Doc. 4- Témoignage d’un enfant arménien déporté
J’aurais du être mort à l’âge de 9, 10 ou 11 ans, mais Dieu m’a gardé. Je vais vous raconter brièvement mon histoire. Je suis né à Amassia, au Sud de la mer Noire. En 1915, il y avait dans cette ville 38 000 habitants dont plus de 15 000 étaient des Arméniens (…). Ma famille était arménienne, nous étions cinq enfants, trois garçons et deux filles. (…)

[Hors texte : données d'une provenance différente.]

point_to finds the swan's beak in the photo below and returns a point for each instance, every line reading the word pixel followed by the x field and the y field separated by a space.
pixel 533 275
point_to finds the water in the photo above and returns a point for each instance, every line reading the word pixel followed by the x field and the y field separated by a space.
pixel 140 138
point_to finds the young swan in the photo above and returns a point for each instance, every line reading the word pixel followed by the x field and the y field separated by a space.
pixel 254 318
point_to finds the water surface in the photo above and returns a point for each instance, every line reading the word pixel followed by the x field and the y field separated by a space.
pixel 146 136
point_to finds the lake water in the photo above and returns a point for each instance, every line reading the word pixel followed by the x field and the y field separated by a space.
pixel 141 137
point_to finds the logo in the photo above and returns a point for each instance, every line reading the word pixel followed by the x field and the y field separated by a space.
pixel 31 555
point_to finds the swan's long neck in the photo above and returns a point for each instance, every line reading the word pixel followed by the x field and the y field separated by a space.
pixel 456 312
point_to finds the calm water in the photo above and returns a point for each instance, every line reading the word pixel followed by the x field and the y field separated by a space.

Lorsque la guerre de 1914 fut déclarée, on mobilisa tous les Arméniens de 18 à 50 ans environ. C’est ainsi que mon deuxième frère de 19 ans parti sans retour. Quelques semaines après, les Turcs ont raflé tous les Arméniens qu’ils voyaient dans la rue, ils les ont emmené en prison sous prétexte qu’ils avaient caché des armes. Tous ces hommes ont disparu, un peu plus tard le reste des Arméniens reçu l’ordre de quitter la ville… C’était le 23 Juin 1915, et le début de notre exode…
J’ai quitté Amassia avec mon père malade, ma mère et mes deux sœurs. (…). L’exode est trop pénible à raconter, très peu comme moi ont survécu. Sous une chaleur de 30 à 40 degrés, les déportés affamés, assoiffés, dépouillés et épuisés par la marche, tombaient par milliers (…). Une femme s’est précipitée devant moi et s’est jetée à la rivière pour mourir, plus loin je l’ai vu emportée par le courant et accrochée à des tas de cadavres… Par endroit, l’odeur des morts était si forte que nous marchions la bouche ouverte pour respirer. Au cours de notre exode, une de mes sœurs fut enlevée par des Turcs, mon père assassiné. Au bout de trois mois de marche je n’oublierai jamais ce Kurde qui nous sépara de la caravane, loin de tout, et sous la menace de son couteau, il nous dépouilla ma mère et moi et partit avec ma sœur qu’on n’a jamais revue… Ma mère est morte huit jours après, de maladie et de chagrin, et j’ouvris mes yeux d’orphelin chez un Kurde. Il habitait dans un grotte ; je gardais ses chèvres les pieds nus, la tête nue et mal nourri : j’étais misérable…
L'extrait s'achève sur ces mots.